Multidrug resistance to all existing classes of antibiotics, including those only recently approved for clinical use, is dirt common in nature.

That's the conclusion reached by a group of scientists from McMaster University in Ontario, Canada, in the Jan. 20, 2006, issue of Science.

The authors screened 480 strains of Streptomyces, a bacterium that synthesizes more than half of all known antibiotics, against high concentrations of 21 different clinically used antibiotics. They reported that "without exception, every strain in the library was found to be multidrug resistant to seven or eight antibiotics on average, with two strains being resistant to 15 of 21 drugs."

At first blush, the findings sound rather alarming. But Jeff Alder, vice president of drug discovery and evaluation at Lexington, Mass.-based Cubist Pharmaceuticals Inc., which provided part of the funding for the Science study, insists that the take-home news is positive.

For one thing, while most hospital bugs develop resistance through mutations in their genome that changes the target of an antibiotic beyond recognition, a different mechanism also was very common in the bacteria studied by the McMaster team: Bacteria had evolved enzymes that were able to disable six different antibiotics the scientists screened them against.

Alder said those enzymes mean that the soil probably holds many more clinically useful antibacterials that have been discovered to date.
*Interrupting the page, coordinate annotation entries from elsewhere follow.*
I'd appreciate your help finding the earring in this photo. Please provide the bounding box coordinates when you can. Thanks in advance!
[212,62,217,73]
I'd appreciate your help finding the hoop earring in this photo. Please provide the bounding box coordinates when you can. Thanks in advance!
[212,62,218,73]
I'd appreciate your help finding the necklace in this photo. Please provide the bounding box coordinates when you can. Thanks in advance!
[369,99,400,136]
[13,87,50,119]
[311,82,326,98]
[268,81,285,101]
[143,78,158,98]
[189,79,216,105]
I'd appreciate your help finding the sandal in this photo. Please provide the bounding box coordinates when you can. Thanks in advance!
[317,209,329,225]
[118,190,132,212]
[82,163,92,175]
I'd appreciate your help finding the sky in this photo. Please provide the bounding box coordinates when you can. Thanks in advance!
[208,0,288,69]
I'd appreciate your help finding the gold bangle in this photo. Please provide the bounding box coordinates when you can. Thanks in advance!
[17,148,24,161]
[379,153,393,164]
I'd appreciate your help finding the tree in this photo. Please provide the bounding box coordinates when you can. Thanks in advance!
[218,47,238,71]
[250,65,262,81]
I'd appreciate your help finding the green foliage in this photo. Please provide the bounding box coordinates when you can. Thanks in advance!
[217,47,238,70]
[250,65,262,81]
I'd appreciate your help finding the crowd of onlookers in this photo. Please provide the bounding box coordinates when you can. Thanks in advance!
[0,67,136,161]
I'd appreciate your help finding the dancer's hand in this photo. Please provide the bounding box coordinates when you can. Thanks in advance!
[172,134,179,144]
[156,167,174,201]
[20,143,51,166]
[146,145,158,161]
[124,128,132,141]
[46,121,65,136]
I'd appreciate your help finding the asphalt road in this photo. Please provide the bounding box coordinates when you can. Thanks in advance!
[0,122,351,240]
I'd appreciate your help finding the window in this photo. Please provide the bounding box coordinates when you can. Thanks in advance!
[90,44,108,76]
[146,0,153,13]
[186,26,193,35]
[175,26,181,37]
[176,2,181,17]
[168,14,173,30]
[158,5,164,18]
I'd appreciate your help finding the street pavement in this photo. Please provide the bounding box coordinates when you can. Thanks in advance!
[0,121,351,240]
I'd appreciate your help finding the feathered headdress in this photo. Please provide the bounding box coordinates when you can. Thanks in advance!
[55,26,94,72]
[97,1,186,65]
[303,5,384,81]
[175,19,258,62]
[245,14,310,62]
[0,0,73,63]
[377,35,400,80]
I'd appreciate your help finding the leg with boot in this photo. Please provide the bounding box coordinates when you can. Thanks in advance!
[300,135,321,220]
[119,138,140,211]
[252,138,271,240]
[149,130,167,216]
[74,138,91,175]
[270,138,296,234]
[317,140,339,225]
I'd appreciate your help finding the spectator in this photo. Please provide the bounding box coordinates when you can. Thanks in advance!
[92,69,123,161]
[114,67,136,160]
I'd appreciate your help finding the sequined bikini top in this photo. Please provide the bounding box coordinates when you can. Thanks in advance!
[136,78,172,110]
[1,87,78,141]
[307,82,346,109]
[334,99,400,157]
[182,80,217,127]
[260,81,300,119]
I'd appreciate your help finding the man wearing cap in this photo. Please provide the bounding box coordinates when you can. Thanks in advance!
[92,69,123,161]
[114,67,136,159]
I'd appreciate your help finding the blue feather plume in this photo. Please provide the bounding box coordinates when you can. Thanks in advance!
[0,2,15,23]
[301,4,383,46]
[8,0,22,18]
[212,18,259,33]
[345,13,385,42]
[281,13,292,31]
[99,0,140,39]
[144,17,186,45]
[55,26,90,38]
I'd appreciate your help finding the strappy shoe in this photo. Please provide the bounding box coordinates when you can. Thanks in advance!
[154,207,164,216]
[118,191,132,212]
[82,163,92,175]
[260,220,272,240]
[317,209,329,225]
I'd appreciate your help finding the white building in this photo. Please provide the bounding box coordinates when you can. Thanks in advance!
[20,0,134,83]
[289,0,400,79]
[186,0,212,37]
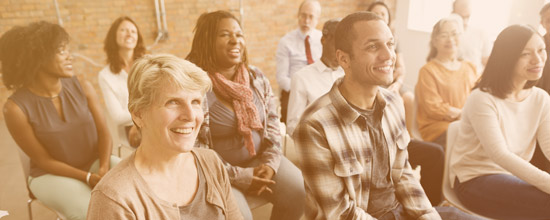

He told BioWorld Today that "there may be lots of yet undiscovered drugs in dirt that we're just not seeing" with current screening methods, because by the time the bacteria are screened, they have long since destroyed the antibiotic.

And resistance in the soil does not necessarily mean resistance in hospitals. One example is Cubist's Cubicin (daptomycin) which is highly active against a range of Gram-positive bacteria in the clinic. But it was "almost universally ineffective" against the soil bacteria screened by the McMaster team. Cubicin was approved for the treatment of skin and skin-structure infections cause by several different bacteria in 2003, and Cubist filed a supplemental NDA for bloodstream and known or suspected heart infections in 2005. (See BioWorld Today, Sept. 16, 2003, and June 29, 2005.)

The McMaster scientists noted in their paper that the soil could be "an under-recognized reservoir for resistance that has already emerged or has the potential to emerge in clinically important bacteria." Alder agreed that's the case for some antibiotics, but said daptomycin, and other antibiotics that are purely used in the clinic, are probably not among them. He said that Cubist had not seen any indication that resistance to daptomycin would be an unusually severe problem in a hospital setting, though more than 100,000 patients have been treated with the drug to date.

Alder said the transfer of resistance from the environment to the hospital is mainly a concern for antibiotics that are used agriculturally, in farm animals and for crop control. For such drugs, "there can be a much more direct link from gut flora in a pig to the pork chop on your table to the human gut," and from there into a hospital. But daptomycin is not used agriculturally, so there is no obvious path from soil to hospital.

"The two never come into contact in the first place," he said.

Alder also said that it is unsurprising that the Streptomyces bacteria used in the paper would be so resistant to antibiotics, including daptomycin, because they themselves manufacture them in nature: "One would not be surprised that the bug is resistant to the antibiotics it makes itself."

The study's first author, McMaster graduate student Vanessa D'Costa, concurred that the widespread resistance is unsurprising. Soil bacteria "live in an environment of antibiotic production," she told BioWorld Today.

Competition for real estate is fierce in the soil, and so bacteria secrete antibiotics to protect themselves against encroaching neighbors. That's the reason that soil bacteria also have evolved resistance mechanisms to the toxins secreted by their neighbors.

The findings also "don't necessarily give you a direct link" to suggest that the opposite resistance transfer pathway, from hospital overuse to soil resistance, is the major cause of resistance in soil bacteria, D'Costa said. Indeed, several newer antibiotics besides daptomycin encountered the stiffest bacterial resistance.

In a similar vein, the only universally effective antibiotic the scientists found was a Methuselah: neomycin. D'Costa said that finding was "very unexpected," - neomycin was discovered in 1949 and has been in clinical use for more than 50 years - but also cautioned that it's probably not a good idea to pin hopes on neomycin as the gatekeeper against a superbug epidemic.

For one thing, the scientists screened using high doses of antibiotics, so bacteria resistant to low levels of neomycin - or any other antibiotic - would not have come to their attention. For another, she said that "we screen one particular stage of the bacterial lifecycle." So the finding "could potentially be a function of the screen itself."